Menno ter Braak
aan
H.A. Gomperts

Den Haag, 13 januari 1939

Den Haag, 13 Jan.

 

B.G.

Aangezien je met zooveel interesse geluisterd hebt naar mijn biecht over de Haagsche Post, wil ik je even laten weten, dat ik vandaag definitief van het aanbod heb afgezien. De directie wilde geen enkele verandering boven het tegenwoordige niveau in overweging nemen, en met de tegenwoordige methode bv. van boeken ‘bespreken’ doorgaan heeft voor mij geen zin, het blijft dus voorshands bij het oude, waarmee ik vrede heb, afgezien van de fascisten aan Buitenland, die ik graag adieu had gezegd.

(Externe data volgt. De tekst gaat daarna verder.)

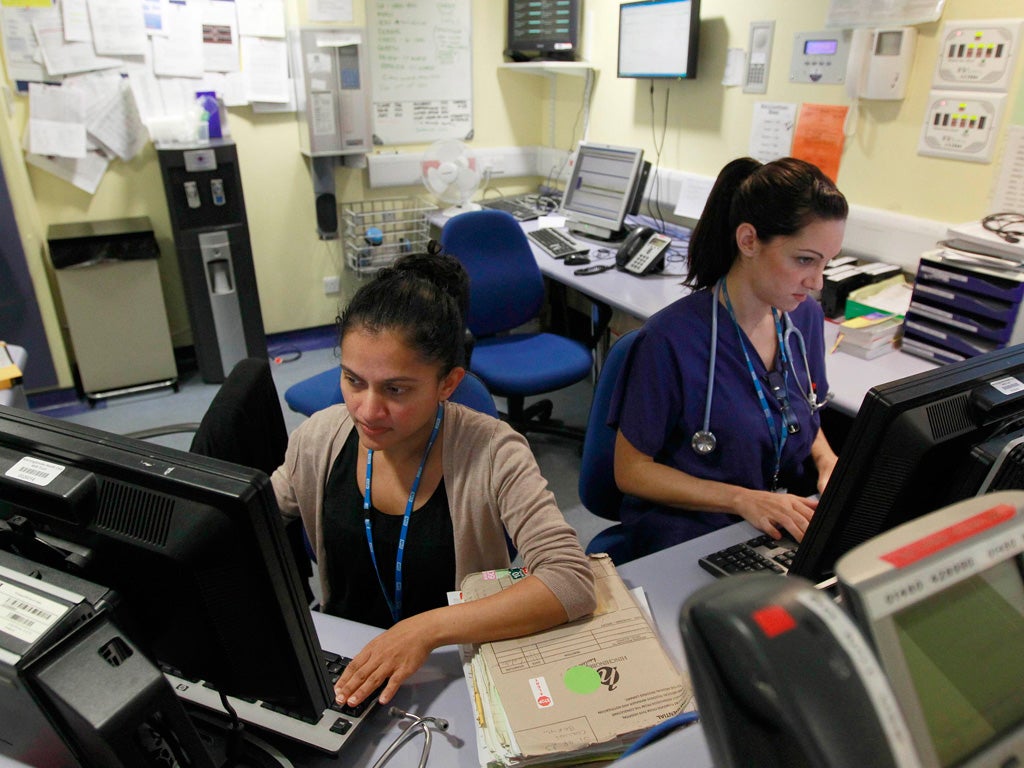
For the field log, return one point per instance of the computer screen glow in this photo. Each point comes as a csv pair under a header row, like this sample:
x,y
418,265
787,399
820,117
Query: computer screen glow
x,y
658,39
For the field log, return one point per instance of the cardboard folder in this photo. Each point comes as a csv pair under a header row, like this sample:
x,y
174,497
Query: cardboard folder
x,y
10,374
585,688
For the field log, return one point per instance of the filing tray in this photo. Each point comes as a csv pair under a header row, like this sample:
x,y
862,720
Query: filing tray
x,y
962,307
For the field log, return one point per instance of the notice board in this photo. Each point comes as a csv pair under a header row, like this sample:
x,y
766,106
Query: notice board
x,y
421,70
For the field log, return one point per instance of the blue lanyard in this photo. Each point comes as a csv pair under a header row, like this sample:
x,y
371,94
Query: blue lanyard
x,y
395,605
782,432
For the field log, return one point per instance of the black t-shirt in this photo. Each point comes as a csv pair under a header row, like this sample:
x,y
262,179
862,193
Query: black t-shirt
x,y
428,565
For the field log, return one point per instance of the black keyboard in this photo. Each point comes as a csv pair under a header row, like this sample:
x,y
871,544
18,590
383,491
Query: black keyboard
x,y
556,243
760,553
328,732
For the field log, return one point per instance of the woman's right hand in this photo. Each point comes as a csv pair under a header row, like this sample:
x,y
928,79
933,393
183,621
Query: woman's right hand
x,y
772,512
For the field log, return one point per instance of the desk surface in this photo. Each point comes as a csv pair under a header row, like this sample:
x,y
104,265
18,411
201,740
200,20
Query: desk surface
x,y
439,689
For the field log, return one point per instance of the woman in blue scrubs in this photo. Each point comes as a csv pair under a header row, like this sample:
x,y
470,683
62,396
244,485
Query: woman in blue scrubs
x,y
717,407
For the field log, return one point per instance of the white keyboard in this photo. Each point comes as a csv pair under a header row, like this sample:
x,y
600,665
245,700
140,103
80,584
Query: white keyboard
x,y
556,244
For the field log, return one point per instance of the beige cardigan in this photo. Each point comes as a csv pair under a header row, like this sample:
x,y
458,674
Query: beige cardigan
x,y
492,479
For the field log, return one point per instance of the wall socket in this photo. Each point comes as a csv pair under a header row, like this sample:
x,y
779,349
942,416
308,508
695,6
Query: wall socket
x,y
962,125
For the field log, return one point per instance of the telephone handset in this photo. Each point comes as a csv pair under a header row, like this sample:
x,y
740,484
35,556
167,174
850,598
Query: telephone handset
x,y
783,677
643,251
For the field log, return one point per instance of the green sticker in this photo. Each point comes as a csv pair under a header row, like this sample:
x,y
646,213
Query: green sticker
x,y
582,679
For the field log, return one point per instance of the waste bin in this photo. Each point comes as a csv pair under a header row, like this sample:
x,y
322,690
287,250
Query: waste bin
x,y
113,305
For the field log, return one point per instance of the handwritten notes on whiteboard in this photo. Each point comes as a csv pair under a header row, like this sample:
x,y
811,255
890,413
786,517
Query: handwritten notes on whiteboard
x,y
421,70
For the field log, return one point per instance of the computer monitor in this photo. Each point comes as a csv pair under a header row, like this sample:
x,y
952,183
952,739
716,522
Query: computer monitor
x,y
194,547
658,39
913,448
544,30
606,183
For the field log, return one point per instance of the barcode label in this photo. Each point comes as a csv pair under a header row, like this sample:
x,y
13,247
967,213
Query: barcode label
x,y
36,471
25,614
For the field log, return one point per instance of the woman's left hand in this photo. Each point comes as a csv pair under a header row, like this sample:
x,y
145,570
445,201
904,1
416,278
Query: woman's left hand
x,y
389,657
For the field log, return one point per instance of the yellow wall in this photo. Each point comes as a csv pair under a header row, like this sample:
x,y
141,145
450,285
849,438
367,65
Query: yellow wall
x,y
708,125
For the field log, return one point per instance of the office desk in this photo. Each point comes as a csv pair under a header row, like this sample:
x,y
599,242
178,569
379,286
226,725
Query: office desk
x,y
439,689
639,297
849,377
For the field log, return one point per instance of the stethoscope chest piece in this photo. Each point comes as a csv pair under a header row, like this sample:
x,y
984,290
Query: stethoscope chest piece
x,y
704,441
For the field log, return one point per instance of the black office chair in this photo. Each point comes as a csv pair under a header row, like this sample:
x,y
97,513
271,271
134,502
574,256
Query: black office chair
x,y
506,292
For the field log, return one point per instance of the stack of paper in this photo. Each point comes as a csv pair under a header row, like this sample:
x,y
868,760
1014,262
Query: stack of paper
x,y
869,335
585,690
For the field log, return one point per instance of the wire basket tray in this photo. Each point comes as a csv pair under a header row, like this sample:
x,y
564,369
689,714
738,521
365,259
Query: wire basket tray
x,y
402,224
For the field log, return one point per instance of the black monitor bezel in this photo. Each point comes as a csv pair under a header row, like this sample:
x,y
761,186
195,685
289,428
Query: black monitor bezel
x,y
872,485
290,671
548,47
692,42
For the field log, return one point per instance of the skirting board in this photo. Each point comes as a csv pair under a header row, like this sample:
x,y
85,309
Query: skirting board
x,y
870,232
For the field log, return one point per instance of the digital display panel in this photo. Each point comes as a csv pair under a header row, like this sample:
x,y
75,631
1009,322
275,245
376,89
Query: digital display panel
x,y
821,47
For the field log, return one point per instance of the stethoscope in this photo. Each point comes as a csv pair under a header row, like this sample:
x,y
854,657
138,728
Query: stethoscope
x,y
704,440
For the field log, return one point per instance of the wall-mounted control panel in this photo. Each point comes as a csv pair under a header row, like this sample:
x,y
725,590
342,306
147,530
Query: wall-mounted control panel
x,y
332,90
977,55
962,125
820,56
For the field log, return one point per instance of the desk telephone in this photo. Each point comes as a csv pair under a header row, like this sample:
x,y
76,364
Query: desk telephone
x,y
920,668
643,251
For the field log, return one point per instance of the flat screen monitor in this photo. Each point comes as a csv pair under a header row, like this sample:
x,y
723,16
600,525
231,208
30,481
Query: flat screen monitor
x,y
658,39
918,444
195,549
606,183
544,29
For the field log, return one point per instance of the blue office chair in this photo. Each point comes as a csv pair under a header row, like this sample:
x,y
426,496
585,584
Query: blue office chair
x,y
506,291
597,476
324,389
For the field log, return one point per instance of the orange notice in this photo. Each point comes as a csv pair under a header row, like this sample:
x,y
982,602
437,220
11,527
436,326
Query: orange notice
x,y
818,137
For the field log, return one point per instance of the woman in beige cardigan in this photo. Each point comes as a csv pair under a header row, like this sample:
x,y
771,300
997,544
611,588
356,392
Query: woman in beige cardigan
x,y
402,494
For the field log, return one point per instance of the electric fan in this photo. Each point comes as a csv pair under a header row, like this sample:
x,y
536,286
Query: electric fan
x,y
450,173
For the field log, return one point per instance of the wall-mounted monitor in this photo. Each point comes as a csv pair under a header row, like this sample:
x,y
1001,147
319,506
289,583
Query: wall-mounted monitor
x,y
658,39
606,183
543,30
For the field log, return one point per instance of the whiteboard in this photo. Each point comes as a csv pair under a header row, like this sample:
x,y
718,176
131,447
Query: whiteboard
x,y
421,70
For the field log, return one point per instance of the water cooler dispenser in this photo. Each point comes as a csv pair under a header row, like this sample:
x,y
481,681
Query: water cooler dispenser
x,y
211,236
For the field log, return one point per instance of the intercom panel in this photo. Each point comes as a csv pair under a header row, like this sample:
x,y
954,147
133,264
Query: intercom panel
x,y
977,55
820,56
759,56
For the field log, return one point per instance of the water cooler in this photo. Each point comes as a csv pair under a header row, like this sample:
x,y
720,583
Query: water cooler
x,y
211,235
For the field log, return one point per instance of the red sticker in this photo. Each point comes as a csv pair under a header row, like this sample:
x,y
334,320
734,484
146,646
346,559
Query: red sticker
x,y
774,621
960,531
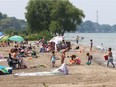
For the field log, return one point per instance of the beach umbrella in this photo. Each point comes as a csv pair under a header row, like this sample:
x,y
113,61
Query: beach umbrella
x,y
16,38
57,39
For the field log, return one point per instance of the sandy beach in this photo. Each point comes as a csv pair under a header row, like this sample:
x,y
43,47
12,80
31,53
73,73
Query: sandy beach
x,y
83,75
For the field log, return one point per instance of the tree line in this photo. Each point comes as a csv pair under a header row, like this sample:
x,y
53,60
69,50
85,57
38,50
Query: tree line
x,y
10,24
93,27
55,16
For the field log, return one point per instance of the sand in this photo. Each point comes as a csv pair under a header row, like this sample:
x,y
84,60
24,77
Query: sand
x,y
94,75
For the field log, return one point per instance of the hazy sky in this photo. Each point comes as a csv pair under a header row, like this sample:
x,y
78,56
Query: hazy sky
x,y
106,9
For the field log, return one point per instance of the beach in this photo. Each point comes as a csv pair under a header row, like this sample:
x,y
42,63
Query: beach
x,y
83,75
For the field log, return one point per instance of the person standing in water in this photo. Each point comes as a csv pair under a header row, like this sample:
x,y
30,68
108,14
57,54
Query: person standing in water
x,y
110,57
77,39
91,44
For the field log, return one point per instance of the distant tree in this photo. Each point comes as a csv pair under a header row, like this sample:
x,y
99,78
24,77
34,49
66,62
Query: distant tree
x,y
65,17
38,15
57,16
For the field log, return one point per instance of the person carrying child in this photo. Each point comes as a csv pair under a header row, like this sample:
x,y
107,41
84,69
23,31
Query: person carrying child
x,y
89,57
53,58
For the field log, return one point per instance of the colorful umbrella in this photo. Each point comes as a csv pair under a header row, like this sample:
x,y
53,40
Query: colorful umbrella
x,y
16,38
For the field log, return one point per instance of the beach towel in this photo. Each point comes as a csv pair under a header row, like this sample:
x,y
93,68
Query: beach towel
x,y
62,70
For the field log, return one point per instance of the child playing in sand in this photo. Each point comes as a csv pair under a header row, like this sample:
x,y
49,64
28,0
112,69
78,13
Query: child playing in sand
x,y
89,57
53,58
110,57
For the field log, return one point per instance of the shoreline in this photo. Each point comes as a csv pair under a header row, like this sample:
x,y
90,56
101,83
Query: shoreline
x,y
83,75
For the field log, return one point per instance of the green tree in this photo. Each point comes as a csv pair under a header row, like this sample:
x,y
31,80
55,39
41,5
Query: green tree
x,y
38,15
66,16
57,16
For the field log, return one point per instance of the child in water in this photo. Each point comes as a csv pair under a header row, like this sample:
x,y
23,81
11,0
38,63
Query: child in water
x,y
53,58
110,57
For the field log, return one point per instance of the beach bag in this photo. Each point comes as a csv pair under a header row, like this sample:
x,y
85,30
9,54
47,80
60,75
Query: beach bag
x,y
106,57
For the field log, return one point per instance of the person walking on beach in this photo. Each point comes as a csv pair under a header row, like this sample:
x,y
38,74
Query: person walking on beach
x,y
91,44
89,58
110,57
77,39
53,58
63,56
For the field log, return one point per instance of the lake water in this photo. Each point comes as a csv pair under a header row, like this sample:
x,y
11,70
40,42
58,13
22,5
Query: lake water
x,y
107,39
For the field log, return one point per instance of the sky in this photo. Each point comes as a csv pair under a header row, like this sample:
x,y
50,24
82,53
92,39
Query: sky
x,y
101,10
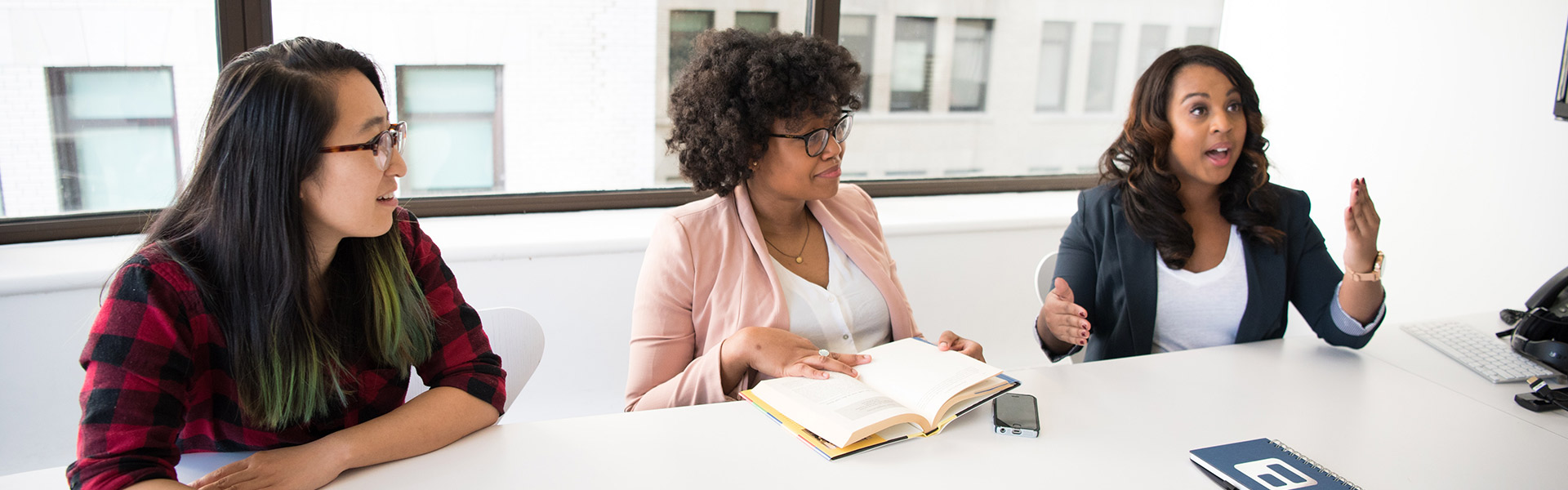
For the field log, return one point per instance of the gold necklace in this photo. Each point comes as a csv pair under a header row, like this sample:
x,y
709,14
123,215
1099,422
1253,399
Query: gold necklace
x,y
799,255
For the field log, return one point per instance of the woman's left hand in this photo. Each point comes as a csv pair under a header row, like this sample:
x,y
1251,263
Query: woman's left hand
x,y
1361,224
300,467
952,341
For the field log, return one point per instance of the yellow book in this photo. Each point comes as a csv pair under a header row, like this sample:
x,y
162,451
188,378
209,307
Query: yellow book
x,y
906,390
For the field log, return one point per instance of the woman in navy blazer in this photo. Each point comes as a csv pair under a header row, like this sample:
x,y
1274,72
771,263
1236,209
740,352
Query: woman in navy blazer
x,y
1186,183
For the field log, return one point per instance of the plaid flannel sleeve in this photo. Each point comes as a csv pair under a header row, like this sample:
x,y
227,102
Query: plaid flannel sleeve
x,y
137,374
463,357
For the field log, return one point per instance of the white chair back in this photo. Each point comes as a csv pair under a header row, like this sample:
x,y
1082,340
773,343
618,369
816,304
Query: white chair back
x,y
1045,280
1045,274
516,338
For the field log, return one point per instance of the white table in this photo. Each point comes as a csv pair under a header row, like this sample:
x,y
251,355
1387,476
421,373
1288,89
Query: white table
x,y
1109,425
1413,355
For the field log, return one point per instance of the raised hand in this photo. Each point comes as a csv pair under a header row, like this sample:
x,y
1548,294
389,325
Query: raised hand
x,y
1361,225
1063,319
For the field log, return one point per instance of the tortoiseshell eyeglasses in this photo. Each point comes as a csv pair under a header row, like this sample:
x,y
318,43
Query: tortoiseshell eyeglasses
x,y
381,145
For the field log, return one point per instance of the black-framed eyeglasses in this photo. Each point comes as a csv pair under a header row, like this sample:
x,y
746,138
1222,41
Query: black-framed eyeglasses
x,y
381,145
817,139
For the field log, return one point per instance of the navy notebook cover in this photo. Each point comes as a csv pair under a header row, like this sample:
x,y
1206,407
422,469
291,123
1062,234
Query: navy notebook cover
x,y
1264,466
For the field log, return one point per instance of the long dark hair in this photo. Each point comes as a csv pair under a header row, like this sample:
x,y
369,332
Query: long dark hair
x,y
1138,163
238,229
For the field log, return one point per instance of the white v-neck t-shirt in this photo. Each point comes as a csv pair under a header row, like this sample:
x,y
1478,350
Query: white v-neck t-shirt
x,y
849,316
1201,308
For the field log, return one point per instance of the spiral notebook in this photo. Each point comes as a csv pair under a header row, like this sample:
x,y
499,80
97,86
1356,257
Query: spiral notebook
x,y
1264,466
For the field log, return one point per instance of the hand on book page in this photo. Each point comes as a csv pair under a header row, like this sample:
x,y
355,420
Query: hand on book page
x,y
778,352
911,382
952,341
920,376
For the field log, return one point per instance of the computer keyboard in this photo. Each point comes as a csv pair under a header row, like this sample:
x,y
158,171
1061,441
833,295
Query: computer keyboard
x,y
1482,352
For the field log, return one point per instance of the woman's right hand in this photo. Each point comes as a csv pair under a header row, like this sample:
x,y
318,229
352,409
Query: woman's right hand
x,y
1065,321
778,352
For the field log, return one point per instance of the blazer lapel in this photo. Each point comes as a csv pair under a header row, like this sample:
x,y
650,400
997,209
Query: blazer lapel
x,y
748,224
875,267
1264,286
1138,282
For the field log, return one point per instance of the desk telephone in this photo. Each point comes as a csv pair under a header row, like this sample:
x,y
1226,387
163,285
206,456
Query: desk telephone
x,y
1540,332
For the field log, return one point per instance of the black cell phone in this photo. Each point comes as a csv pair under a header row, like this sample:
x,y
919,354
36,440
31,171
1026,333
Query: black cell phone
x,y
1015,415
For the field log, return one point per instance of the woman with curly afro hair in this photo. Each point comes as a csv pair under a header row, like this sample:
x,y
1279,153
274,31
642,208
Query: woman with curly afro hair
x,y
783,270
1189,245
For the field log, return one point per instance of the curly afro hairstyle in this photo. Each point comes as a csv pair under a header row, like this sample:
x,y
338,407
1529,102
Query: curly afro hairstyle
x,y
737,83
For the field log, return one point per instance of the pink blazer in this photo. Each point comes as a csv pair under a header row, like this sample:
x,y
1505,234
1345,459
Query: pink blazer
x,y
707,274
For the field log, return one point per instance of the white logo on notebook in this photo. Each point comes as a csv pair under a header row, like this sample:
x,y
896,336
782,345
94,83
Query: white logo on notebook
x,y
1275,474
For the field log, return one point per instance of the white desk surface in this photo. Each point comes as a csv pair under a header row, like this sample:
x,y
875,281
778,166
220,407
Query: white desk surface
x,y
1111,425
1401,349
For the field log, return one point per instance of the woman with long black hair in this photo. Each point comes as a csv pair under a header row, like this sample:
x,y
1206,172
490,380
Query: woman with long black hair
x,y
279,302
1187,244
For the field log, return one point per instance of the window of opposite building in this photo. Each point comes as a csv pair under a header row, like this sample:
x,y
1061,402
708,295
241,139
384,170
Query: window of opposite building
x,y
758,22
1200,35
971,63
913,54
115,140
1104,42
858,35
1056,51
684,25
1152,44
453,127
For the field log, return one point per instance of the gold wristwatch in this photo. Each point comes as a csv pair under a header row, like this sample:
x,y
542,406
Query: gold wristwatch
x,y
1374,275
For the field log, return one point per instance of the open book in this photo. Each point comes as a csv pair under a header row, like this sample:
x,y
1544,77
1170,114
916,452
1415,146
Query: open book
x,y
906,390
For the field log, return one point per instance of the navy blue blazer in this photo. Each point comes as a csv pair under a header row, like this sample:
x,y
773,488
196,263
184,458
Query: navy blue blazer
x,y
1112,275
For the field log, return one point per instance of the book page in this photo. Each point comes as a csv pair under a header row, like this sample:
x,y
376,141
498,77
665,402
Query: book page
x,y
833,408
921,377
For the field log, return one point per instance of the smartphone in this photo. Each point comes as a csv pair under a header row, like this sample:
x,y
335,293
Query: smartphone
x,y
1015,415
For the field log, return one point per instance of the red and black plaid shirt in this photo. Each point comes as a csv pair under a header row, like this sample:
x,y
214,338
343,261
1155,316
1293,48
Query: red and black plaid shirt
x,y
157,379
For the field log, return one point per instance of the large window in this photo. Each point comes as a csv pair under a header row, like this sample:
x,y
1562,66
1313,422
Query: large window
x,y
510,101
913,52
114,137
971,63
453,127
102,104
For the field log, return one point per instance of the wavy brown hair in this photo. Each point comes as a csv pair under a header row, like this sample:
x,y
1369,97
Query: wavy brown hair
x,y
1138,163
737,83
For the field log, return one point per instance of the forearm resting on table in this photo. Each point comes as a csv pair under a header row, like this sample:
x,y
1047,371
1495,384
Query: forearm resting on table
x,y
1361,299
427,423
158,484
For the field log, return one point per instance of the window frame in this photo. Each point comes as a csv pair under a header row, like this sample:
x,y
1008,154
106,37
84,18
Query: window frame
x,y
247,24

Mijn woedend protest tegen W.V. kreeg ik vandaag met een schrijven van mgr. Bomans terug; overigens nogal een aardig briefje, waarop ik direct geantwoord heb. Bij herlezing vond ik mijn stuk ook erg beroerd uitgevallen, en in zooverre heb ik er niets op tegen, dat, blijkens een brief van Van Krimpen, ‘politieke overwegingen’ (ook hier al?) de plaatsing onwenschelijk maakten; de impuls, die mij naar de pen deed grijpen, betreur ik alleen in het geheel niet, ik had (als ik het had willen doen) slechts wat langer moeten wachten, tot de ‘kreet’ ook een snijdende ‘critiek’ was geworden.

Maar vanwaar die politieke voorzichtigheid in de P.C.-redactie? Misschien had ik met het artikeltje geen eer ingelegd, maar de redactie had toch niet de verplichting zich met de strekking te identificeeren?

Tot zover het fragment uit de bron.